Background
clubpro
is an implementation of a subset of the methods
described in Grice (2011) for classification of observations using
binary procrustes rotation. Binary procrustes rotation can be used to
quantify how well observed data can be classified into known categories.
A high degree of classification accuracy indicates that the ordering of
the observed data is well explained by particular categories or
experimental conditions.
Set up
clubpro
can be installed from CRAN with the command
install.packages("clubpro")
and loaded in the usual
way.
The plots provided by clubpro
use the colour palette
loaded in the current R session. You may specify the plot colours by
passing a vector of colours to palette()
.
Classifying catch location by jellyfish size
Hand et. at. (1994) provide data on the width
and
length
in mm of jellyfish caught at two
location
s in New South Wales, Australia:
Dangar Island
and Salamander Bay
.
To quantify how well jellyfish width
is predicted by
catch location
, binary procrustes rotation can be performed
with clubpro
by passing a formula
object of
the form observed variable ~ predictor variables(s)
and a
data.frame
containing the data to the club()
function.
mod <- club(width ~ location, data = jellyfish)
The two most important statistics returned by the club()
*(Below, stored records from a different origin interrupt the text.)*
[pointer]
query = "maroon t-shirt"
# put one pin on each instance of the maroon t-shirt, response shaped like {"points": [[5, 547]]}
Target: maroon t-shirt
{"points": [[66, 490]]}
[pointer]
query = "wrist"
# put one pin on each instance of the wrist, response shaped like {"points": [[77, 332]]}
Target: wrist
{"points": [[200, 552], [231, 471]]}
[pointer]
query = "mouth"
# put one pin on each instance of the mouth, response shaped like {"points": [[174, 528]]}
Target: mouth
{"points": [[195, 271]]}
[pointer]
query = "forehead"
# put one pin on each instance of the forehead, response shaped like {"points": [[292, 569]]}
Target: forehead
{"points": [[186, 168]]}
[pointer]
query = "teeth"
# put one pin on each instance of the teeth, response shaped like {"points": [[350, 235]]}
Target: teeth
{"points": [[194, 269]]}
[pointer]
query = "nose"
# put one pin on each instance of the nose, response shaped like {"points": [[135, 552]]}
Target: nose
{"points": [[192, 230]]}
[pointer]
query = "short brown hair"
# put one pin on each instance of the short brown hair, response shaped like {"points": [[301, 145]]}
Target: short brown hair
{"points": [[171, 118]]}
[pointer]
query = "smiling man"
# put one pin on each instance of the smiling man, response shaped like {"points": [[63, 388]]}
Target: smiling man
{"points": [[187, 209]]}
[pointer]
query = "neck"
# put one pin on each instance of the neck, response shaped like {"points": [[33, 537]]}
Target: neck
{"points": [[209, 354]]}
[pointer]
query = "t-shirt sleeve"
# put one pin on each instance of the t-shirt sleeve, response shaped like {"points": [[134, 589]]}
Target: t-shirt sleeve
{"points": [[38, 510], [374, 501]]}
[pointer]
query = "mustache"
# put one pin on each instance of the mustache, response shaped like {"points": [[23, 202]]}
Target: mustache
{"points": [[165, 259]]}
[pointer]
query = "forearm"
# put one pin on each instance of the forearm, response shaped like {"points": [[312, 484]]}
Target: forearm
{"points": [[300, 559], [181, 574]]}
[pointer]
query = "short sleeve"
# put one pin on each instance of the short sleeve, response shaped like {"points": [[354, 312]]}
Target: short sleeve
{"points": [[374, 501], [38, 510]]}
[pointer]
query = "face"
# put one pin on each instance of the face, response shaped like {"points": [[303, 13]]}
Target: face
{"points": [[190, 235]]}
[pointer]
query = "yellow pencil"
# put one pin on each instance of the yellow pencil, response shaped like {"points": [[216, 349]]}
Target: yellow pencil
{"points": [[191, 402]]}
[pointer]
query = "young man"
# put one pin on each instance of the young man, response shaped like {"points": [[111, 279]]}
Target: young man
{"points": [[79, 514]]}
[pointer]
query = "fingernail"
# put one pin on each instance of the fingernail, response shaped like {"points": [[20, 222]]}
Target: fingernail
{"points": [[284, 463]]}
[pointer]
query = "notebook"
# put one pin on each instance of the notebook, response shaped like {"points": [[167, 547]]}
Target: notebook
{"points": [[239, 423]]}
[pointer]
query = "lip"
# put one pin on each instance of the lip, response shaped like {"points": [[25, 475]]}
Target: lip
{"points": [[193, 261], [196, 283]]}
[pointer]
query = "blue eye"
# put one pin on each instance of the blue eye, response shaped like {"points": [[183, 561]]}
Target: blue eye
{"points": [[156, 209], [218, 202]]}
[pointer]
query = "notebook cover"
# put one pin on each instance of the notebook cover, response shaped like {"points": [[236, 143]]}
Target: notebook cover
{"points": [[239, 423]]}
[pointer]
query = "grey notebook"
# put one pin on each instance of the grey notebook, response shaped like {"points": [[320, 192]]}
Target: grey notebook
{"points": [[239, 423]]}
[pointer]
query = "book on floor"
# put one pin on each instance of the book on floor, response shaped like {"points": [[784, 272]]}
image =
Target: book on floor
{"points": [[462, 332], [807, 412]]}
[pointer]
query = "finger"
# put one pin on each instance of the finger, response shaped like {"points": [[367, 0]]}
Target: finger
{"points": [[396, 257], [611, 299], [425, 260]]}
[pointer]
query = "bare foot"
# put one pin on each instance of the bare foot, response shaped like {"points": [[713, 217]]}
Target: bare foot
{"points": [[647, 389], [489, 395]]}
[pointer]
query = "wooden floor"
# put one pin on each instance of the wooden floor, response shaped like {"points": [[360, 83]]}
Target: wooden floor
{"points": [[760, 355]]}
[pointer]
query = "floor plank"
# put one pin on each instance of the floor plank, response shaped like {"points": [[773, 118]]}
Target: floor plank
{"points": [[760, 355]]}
function are the percentage of correct classifications (PCC), and the
chance-value.
The PCC is the percenatge of observations in the data which are
classified into the correct category. The PCC returned by
club()
can be accessed using the pcc()
function.
pcc(mod)
#> [1] 84.78261
The chance-value is computed using a randomisation test to determine
how frequently a PCC at least as high as that computed for the observed
ordering of data is found from random reorderings of the data. Calling
the cval()
function on an object returned by
club()
shows the chance-value of the model. Note that
because the chance-value is computed using a randomisation test, the
value will be slightly different each time the model is run.
cval(mod)
#> [1] 0.011
More detailed classification model results can be returned using the
summary()
function. Note that values in the
summary
output are rounded according to the
digits
argument to summary
which defaults to
2.
summary(mod)
#> ********** Model Summary **********
#>
#> ----- Classification Results -----
#> Observations: 46
#> Missing observations: 0
#> Target groups: 2
#> Correctly classified observations: 39
#> Incorrectly classified observations: 7
#> Ambiguously classified observations: 0
#> PCC: 84.78
#> Median classification strength index: 1
#>
#> ----- Randomisation Test Results -----
#> Random reorderings: 1000
#> Minimum random PCC: 52.17
#> Maximum random PCC: 86.96
#> Chance-value: 0.01
The classification of the observed data can be visualised by plotting
the model object using the plot()
function.
plot(mod)
Plotting the classification results shows that observed
width
values of 11 mm and smaller are consistently placed
into the Dangar Island
category, while observed
width
values of at least 16.5 mm are all placed into the
Salamader Bay
category. From these results we can see that
the boundary between the two categories is somewhere between 11 and
16.5. However, it is not clear from the plot exactly where the most
likely boundary falls. Grice et. al. (2016) suggest that in the case of
binary clasification, the optimal category boundary can be determined by
calculating a PCC for each possible boundary location. This can be
achieved using the threshold()
function.
threshold(mod)
#> obs PCC
#> 1 6.0 54.34783
#> 2 6.5 58.69565
#> 3 7.0 65.21739
#> 4 8.0 73.91304
#> 5 9.0 76.08696
#> 6 10.0 78.26087
#> 7 11.0 84.78261
#> 8 12.0 84.78261
#> 9 13.0 84.78261
#> 10 14.0 82.60870
#> 11 15.0 76.08696
#> 12 16.0 67.39130
#> 13 16.5 65.21739
#> 14 17.0 63.04348
#> 15 18.0 56.52174
#> 16 19.0 52.17391
#> 17 20.0 50.00000
Plotting the object returned by threshold()
shows that
three adjacent category boundary locations produce equal maximum PCCs.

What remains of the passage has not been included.